Household spending fell 0.5 percent in July from a year earlier, the statistics bureau said yesterday (forecast minus-1.5 percent).Retail sales fell 0.2 percent from a year earlier (forecast minus-0.9 percent), according to a Ministry of Economy, Trade and Industry report. Compared with a month earlier, they rose 1.4 percent (forecast plus 0.8 percent).
The unemployment rate was 3 percent (forecast 3.1 percent). The number of employed women (28.3 million) and women’s labor participation rate (66.3 percent) rose to a record high, according to the statistics bureau.
Japan’s economy is struggling to gain momentum, evidenced by slower expansion in GDP than economists forecast in the second quarter. Even as the job market remains tight, the yen’s gains since the start of this year are hurting exports, making businesses more reluctant to invest.
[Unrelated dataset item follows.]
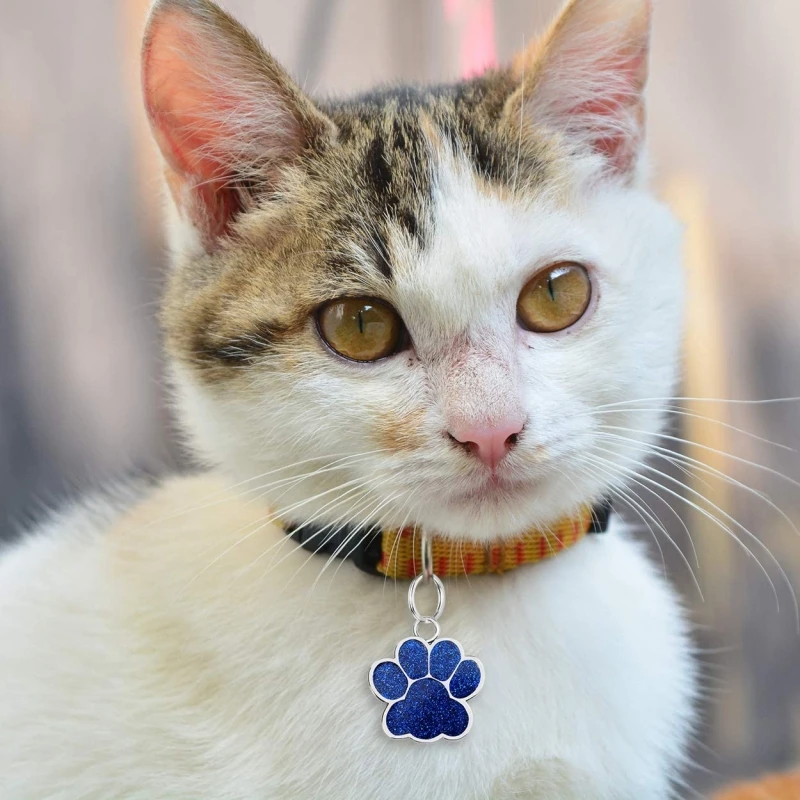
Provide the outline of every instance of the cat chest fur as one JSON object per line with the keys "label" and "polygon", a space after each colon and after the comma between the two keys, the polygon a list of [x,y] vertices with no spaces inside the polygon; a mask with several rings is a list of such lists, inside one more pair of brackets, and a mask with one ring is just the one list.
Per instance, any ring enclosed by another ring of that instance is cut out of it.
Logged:
{"label": "cat chest fur", "polygon": [[[691,722],[686,625],[623,531],[502,578],[448,583],[448,633],[480,654],[491,681],[472,701],[466,739],[424,746],[386,739],[382,704],[366,688],[369,664],[405,633],[405,585],[340,563],[319,578],[324,559],[281,549],[289,540],[277,528],[224,552],[220,530],[233,544],[260,516],[219,486],[176,482],[129,512],[100,582],[82,573],[77,552],[64,553],[64,580],[92,583],[86,607],[73,600],[68,612],[73,643],[91,639],[98,610],[117,633],[94,653],[76,650],[62,633],[63,584],[43,587],[53,607],[37,675],[44,669],[53,685],[84,678],[51,707],[50,732],[34,736],[34,720],[20,727],[22,700],[0,712],[34,758],[50,752],[35,778],[0,761],[12,786],[85,781],[88,797],[114,781],[130,785],[126,797],[157,786],[163,798],[200,786],[208,798],[287,800],[671,796]],[[198,490],[216,504],[158,523]],[[144,537],[146,560],[134,537]],[[22,657],[31,647],[24,637],[10,644]],[[16,697],[33,697],[25,676],[13,680]],[[96,762],[91,772],[68,752],[53,756],[50,737],[65,732]]]}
Meanwhile, consumers are wary of spending because wages are barely rising.
This is putting pressure on the Bank of Japan to consider more monetary stimulus at its meeting on Sept. 20 and Sept. 21.
“Overall, consumer spending remains weak as wage growth is dull,” Yoshiki Shinke, an economist at Dai-ichi Life Research Institute in Tokyo, said before the reports were released. “Households have been keeping their purse strings tight since the sales-tax increase in 2014.”
SMBC Nikko Securities Inc economist Koya Miyamae said spending is recovering since the start of the year, though “won’t grow dramatically.”
Miyamae said big gains in household spending would require “structural reforms like changing labor market rules.”
Atsushi Takeda, an economist at Itochu Corp in Tokyo, said retailers were helped as last month had more weekends compared with other months, and people shop more on weekends.
He sees the gains as temporary.
“Demand among consumers isn’t worsening but isn’t improving,” he said.
Compared with June, household spending rose 2.5 percent last month. The job-to-applicant ratio was unchanged at 1.37 (forecast 1.38).